Search code examples
javaspringperformance

How optimize RAM usage for huge byte arrays in java


Environment: Java 17, Spring boot 3.2.4, Apache Tomcat by default, G1 by default

In my application I deal with huge byte arrays, from 5 to 50 Mb. It is because I'm generating PDF files. And operations in code looks like:

byte[] pdfContent = generatePDFViaHttpCallOnAnotherMicroservice();
byte[] optimizedPdfContent = optimizePdf(pdfContent);
return optimizedPdfContent; //to the user from @RestController

When I analyze performance of my application, I see that PDF generation is too heavy. About 10 pdf generations in a minute will drop my pod. One of the problems which I see - huge byte[] arrays. As I understand they require huge sequential memory blocks. And memory allocation performed directly in old generation. As I understand from GC cycles, to allocate byte[] of 25Mb I need to perform GC and defragmentation of RAM in old gen.
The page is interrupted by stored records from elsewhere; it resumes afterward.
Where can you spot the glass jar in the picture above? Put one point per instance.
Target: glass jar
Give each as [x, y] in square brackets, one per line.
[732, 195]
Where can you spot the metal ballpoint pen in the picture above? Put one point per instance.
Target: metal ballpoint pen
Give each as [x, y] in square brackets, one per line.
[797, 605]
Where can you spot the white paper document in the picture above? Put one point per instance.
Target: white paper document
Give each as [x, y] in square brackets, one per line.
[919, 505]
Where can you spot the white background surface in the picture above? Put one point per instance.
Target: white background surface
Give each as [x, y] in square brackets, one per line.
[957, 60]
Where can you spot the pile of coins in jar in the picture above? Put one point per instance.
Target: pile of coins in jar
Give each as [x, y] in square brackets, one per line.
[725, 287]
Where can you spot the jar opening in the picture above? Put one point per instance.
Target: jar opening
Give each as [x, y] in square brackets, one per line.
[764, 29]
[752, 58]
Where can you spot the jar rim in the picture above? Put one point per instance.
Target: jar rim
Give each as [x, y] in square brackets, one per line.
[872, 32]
Solutions to improve situation which I see:

  • Increase block size with -XX:HeapRegionSize is not an option. Because my app handles a lot of other requests, where request/response size is ~10Kb
  • Can I have 10% of RAM reserved in old generation just for cases of pdf generation. How does it possible to configure it?
  • Can I replace byte[] with other type of data? Goal of replacement - do not use huge block of sequential memory. And in case is HeapRegionSize is 1Mb and byte[] is 25Mb - use 25 blocks of 1Mb scattered all around the heap. I understand that it will degrade performance, but at the moment it is not as critical as GC problems. Because application just can't handle simple load
  • It would be great to allocate memory for pdfContent in new generation, because this objects do not live long, only in scope of single http request from user

Could you please offer me the best solution an recommendations how it can be implemented?


Solution

  • This is a known challenge with storing the entire contents of a large file in a byte array in program memory. Since the earliest days of programming, this has been addressed by using byte streams, which process a few bytes at a time, in order to avoid placing a burden on the program. This can be particularly important for a web service, which might serve hundreds or thousands or millions of requests.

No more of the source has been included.